Friday, February 24, 2006

Ending a relationship.

It was not very long back during my stay in the US that I toyed with the idea of "relationships coming to an end". Given my life back in India, I did go from one place to another, one school to another, one tuition class to another. But none of these so called "relocations" ever entailed me to end a relationship with old friends, while starting to make some new ones.

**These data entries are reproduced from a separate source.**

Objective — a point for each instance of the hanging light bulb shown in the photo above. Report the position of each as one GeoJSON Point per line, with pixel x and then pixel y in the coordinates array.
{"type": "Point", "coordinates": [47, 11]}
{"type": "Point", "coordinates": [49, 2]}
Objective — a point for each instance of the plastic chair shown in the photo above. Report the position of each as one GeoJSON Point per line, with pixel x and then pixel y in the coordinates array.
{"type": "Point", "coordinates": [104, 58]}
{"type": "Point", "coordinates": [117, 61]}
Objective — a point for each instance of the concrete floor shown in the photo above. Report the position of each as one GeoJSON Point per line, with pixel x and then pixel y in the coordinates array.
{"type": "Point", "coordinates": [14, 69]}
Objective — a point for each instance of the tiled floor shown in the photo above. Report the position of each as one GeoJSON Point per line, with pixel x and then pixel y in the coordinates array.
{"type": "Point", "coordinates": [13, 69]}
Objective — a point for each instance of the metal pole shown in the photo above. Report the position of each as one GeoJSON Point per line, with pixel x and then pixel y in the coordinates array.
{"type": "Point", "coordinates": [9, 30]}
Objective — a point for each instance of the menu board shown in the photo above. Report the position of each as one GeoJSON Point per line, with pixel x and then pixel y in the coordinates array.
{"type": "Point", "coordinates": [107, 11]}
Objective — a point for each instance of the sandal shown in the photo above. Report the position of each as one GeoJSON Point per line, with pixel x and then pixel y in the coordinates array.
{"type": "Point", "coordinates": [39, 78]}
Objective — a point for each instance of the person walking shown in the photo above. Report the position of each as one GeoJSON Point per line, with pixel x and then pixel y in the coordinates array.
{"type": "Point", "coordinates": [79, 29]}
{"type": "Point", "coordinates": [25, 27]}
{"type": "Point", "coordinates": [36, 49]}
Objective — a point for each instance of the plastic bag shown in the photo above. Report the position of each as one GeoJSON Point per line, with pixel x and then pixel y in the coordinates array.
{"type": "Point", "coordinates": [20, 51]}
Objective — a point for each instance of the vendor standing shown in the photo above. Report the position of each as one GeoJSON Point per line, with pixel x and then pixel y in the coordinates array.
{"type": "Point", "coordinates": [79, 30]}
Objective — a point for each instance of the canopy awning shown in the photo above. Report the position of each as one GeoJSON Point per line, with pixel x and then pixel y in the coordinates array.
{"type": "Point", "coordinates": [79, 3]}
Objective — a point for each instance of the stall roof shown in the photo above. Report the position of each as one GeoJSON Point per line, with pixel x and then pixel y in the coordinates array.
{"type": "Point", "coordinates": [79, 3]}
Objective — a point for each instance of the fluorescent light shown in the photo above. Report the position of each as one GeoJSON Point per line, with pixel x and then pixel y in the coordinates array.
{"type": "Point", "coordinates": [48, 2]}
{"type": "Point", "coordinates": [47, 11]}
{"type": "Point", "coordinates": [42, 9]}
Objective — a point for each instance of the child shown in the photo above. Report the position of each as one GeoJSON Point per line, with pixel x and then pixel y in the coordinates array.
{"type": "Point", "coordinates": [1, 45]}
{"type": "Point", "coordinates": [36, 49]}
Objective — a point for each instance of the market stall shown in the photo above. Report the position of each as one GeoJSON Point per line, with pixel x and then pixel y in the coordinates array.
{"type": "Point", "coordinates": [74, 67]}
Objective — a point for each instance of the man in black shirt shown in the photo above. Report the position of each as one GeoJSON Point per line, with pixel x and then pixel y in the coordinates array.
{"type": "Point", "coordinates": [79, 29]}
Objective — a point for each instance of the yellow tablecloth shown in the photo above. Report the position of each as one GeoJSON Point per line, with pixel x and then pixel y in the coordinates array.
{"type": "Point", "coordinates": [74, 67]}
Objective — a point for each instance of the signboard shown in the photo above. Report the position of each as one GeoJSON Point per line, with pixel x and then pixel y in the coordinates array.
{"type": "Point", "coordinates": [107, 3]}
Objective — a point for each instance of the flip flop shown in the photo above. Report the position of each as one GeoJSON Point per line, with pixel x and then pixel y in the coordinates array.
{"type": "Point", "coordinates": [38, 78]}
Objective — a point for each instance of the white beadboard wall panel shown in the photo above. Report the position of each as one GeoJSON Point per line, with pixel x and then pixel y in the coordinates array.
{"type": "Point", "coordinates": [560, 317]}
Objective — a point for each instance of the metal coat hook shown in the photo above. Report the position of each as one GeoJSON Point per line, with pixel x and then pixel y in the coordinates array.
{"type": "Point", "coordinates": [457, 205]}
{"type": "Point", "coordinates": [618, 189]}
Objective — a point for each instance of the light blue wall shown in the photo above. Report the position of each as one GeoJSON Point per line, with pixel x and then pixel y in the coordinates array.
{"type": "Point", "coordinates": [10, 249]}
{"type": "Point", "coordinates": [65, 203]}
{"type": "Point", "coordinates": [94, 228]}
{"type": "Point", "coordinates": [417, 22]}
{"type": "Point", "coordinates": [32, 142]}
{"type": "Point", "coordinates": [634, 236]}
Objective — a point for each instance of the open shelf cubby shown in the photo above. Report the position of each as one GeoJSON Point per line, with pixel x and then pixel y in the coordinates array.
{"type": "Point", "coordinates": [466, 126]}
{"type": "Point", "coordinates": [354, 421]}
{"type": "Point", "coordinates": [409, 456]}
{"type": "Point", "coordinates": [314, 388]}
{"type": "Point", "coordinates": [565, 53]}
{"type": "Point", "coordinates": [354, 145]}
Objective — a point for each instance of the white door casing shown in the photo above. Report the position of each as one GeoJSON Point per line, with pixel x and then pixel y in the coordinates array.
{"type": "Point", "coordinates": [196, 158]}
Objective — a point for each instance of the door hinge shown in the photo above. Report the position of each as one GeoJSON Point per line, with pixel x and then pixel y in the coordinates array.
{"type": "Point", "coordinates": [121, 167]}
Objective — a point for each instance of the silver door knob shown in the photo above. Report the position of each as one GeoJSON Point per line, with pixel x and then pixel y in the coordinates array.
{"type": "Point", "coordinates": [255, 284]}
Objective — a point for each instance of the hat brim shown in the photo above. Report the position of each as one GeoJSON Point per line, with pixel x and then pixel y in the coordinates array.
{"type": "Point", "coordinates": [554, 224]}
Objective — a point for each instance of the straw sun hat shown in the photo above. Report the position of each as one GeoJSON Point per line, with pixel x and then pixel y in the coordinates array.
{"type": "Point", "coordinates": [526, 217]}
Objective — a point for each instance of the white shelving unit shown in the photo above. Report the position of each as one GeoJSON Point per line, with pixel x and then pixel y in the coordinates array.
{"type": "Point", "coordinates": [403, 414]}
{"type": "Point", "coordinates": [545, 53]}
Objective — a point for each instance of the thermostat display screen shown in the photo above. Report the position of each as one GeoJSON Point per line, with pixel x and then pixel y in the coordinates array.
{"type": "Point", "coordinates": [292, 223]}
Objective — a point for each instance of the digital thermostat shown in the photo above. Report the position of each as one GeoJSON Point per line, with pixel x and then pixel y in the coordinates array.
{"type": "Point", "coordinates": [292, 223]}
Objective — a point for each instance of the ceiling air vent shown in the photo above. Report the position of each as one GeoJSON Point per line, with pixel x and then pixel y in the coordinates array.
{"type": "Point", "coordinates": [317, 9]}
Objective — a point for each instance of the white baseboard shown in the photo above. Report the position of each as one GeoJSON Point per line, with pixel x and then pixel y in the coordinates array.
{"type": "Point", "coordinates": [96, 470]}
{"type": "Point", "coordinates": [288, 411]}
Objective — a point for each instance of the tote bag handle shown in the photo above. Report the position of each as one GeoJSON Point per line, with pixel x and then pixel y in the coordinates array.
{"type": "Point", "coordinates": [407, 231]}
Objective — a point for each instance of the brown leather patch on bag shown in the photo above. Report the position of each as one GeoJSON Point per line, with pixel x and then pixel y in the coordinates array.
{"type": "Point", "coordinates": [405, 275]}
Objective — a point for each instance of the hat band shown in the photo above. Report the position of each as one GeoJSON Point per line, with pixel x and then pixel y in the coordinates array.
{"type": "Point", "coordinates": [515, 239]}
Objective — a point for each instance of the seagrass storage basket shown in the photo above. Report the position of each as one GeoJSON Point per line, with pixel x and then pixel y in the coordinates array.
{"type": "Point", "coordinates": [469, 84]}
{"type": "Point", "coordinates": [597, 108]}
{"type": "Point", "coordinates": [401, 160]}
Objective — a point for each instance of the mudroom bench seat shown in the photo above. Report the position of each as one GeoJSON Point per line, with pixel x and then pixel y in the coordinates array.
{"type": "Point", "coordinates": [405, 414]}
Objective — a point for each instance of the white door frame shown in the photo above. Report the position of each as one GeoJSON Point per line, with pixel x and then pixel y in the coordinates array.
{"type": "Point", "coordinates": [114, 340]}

Like for example, my first friends' circle was with my people from Tata Colony. Amazing friends they all are. Ofcourse, I have not spoken to some of them in more than five years now. But still, they ARE my friends! Same with people from school. And then my friends' circle in BTS-MTS (some really characterbuilding friendships I had). The Junior college junta, and the most recent VESIT public. All of these are well in the past, but I never really counted them out of my friends list! Although I am pretty sure I might never see or even hear from many of them ever again!


And most of these friendships were gems for me. Everyone of them taught me something, helped me grow various dimensions of my personality and the people were a blast to hang out with. I play the guitar thanks to Naval, I excel in studies thanks to all those nerd friends at BTS-MTS, I developed good leadership skills thanks to people in school, I was good at most sports in Tata colony thanks to my friends there, I developed a great sense of humor thanks to people in VESIT, and the list could keep continuing if I thought more about it.

So there are three questions that arise in front of me here. The first is, are all those beutiful relationships over?? Am I simply in denial when I still hope that they will resurface later in my life again and I can relive their glory?? The second question is, if these friendships were such golden phases, why haven't I ever tried to hold these things back? What have I ever done to make sure I don't lose track of all this affection that people showed for me in the past? And lastly, assuming the age old fact that good things never last forever, even if these relationships had to end for any particular and justified reasons, there is no good reason for them to end so abruptly!!!

All this thinking has only led me to the conclusion that I need to start ending my relationships gracefully, before they drown into the deep lull of nothingness over time.

1 Comments:

Blogger hirak said...

Welcome to the blogworld. Good posts!